Nope. Their Bronze Age wickedness was not homosexuality. Ezekiel 16:49-50 Not by the standards of the Iron Age.
[And where was the consent? Lot offered his daughters to the rapists. The past is certainly another country. For early Iron Age Bronze Age story weavers. How Jesus dealt with all this sick filth in his culture I can barely imagine. Not too well as it’s still deeply embedded in Christianity somehow after two thousand years.]
For their existence? Yes – the names both appear in diplomatic and trade records from other cities.
The disaster? Not before someone figures out exactly where they were.
Huh? What city would that be?
That’s not in the text.
That’s not in the text, either – last I checked, intended rape does not qualify as consensual activity.
IIRC, at the assumed area are the remains of at least one larger ‘town’ and two smaller villages that were abandoned after something happened. If we consider a bit wider area, there may be more ruins from that era. There are no archeological findings that would tell the names of these ruins, so it is not known if the ruins were the Sodom and/or Gomorrah.

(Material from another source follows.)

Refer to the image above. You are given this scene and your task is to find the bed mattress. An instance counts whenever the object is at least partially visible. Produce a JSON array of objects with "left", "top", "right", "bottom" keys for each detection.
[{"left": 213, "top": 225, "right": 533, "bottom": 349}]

Whatever the names of the settlements (ruins) were, at least the ‘town’ is within the area that was affected by an exploding space rock - if the hypothesis of a space rock is valid. The evidence for the space rock explosion is not strong but there are some signs that make that scenario possible.
Such an explosion and devastation would probably be a source of stories that may have circulated in that region for a long time after the event.